United States District Court, W.D. Louisiana, Lafayette Division

June 27, 2018

Bayard et al
v.
Cameron Inc.

          MEMORANDUM RULING AND ORDER

          CAROL B. WHITEHURST UNITED STATES MAGISTRATE JUDGE

         Before the Court is Defendant, Cameron Inc.'s, Motion for a New Trial Pursuant to Rule 59 or in the Alternative for a Remittitur [Red. Doc. 155], Plaintiff, Brayton Bayard's, Memorandum in Opposition [Rec. Doc. 162], and Intervenor American Interstate Insurance Company's Memorandum in Opposition for the reasons set forth in Plaintiff's Memorandum in Opposition [Rec. Doc. 158]. For the following reasons, Cameron's Motion will be GRANTED IN PART AND DENIED IN PART.

         I. BACKGROUND

         This case arises out of an incident that occurred on November 30, 2011, at an enclosed facility owned and operated by Cameron Inc. (“Cameron”), located in the Port of Iberia, Iberia Parish, Louisiana. On the day of the incident, Plaintiff was working as a driver and rigger for Berard Transportation, Inc. (“Berard”) on a job at Cameron's enclosed facility. The job involved lowering and securing a large cylindrical vessel known as a desalter onto a mobile transporter known as a Goldhofer or crawler with wooden chocks and industrial chain, then transporting the desalter from Cameron's facility to an adjoining storage yard owned and operated by Cameron. The desalter was 82 feet, 2 inches in length, 14 feet, 5 inches in diameter, and weighed 159 tons.

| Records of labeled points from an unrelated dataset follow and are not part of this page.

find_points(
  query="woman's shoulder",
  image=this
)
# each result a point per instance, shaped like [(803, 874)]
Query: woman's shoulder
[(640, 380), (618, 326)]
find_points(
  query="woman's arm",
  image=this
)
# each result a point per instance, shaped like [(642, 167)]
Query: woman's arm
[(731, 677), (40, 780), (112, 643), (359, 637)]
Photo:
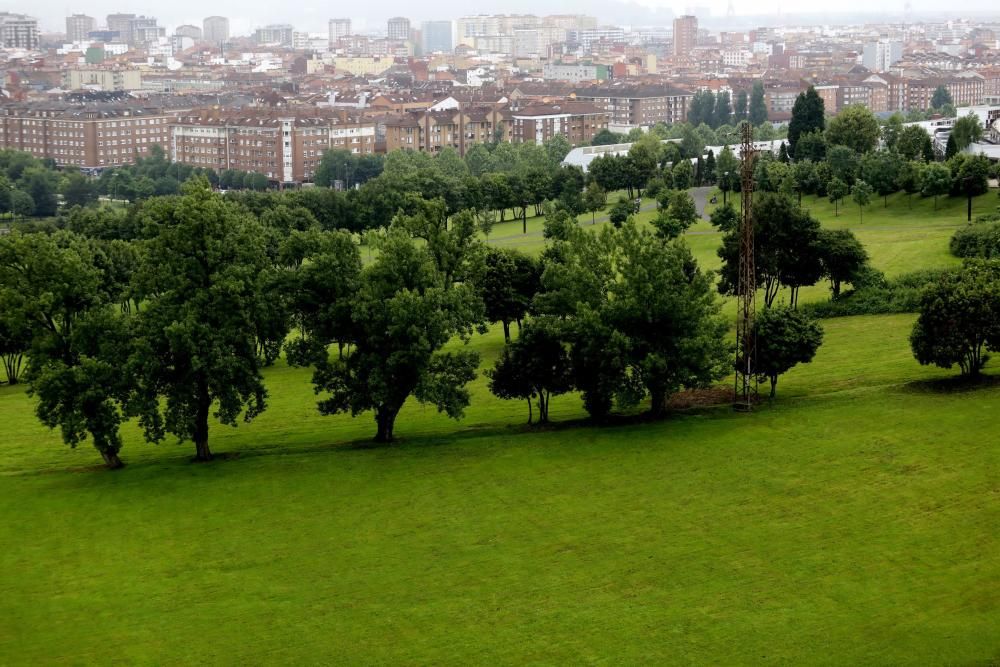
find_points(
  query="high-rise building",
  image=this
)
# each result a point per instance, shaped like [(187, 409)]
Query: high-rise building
[(339, 28), (276, 33), (192, 31), (685, 35), (78, 26), (435, 37), (121, 24), (398, 27), (215, 29), (18, 31), (881, 55)]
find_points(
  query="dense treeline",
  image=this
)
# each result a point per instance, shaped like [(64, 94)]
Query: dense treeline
[(167, 310)]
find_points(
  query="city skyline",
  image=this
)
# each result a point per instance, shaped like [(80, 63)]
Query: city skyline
[(637, 13)]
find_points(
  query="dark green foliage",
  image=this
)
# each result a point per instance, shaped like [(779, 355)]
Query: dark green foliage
[(507, 284), (740, 107), (880, 169), (78, 340), (785, 338), (664, 306), (723, 110), (951, 148), (673, 221), (966, 130), (78, 190), (620, 212), (198, 332), (874, 295), (855, 127), (970, 175), (808, 115), (960, 319), (606, 137), (935, 180), (980, 239), (758, 107), (941, 98), (725, 218), (914, 143), (535, 366), (843, 257), (398, 320), (787, 249), (810, 146)]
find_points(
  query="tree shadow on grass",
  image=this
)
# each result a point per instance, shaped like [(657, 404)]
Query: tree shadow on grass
[(951, 385)]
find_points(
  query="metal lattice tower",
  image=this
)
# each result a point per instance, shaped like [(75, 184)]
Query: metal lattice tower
[(746, 343)]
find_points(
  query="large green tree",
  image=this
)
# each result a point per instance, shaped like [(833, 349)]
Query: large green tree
[(78, 337), (842, 255), (400, 317), (856, 127), (785, 337), (960, 318), (665, 307), (507, 284), (808, 115), (196, 346), (758, 106), (535, 366)]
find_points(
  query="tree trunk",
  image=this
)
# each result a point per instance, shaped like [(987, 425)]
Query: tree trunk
[(658, 401), (385, 418), (202, 452), (543, 408), (112, 461)]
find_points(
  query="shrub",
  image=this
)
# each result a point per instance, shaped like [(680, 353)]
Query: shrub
[(874, 295), (980, 239)]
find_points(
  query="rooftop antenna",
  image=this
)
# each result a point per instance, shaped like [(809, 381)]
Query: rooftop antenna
[(746, 291)]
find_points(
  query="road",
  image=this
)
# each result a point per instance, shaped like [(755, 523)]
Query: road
[(700, 196)]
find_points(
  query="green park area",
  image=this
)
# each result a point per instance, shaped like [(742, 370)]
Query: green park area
[(852, 520)]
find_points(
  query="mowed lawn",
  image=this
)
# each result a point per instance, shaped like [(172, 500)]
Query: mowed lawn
[(853, 521)]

         After the vessel was lowered onto the Goldhofer by a crane owned by Cameron and operated by Cameron's employee, Ravis Belaire, Jr., Plaintiff, along with his co-employees and several employees of Cameron, then wedged two wooden chocks on each side of the vessel to secure the vessel and prevent it from rotating or falling while it was being moved. After the chocks were in place, Plaintiff and his co-employees and Cameron employees stationed themselves on opposite sides on top of the Goldhofer and around the chocks in order to wrap an industrial chain around the chocks and use a ratchet binder to link the chain together and tighten it to secure the chocks. After the chain on the opposite side of the Goldhofer from Plaintiff was wrapped around the chocks and tightened with a ratchet binder, the ratchet binder was passed to Plaintiff in order for him to secure the chain around the two chocks located on his side of the Goldhofer. As Plaintiff attempted to attach the end of the ratchet binder onto the end of the chain, a threaded end of the ratchet binder came apart from the body of the ratchet binder. Plaintiff fell off the Goldhofer and landed on the floor injuring his wrist.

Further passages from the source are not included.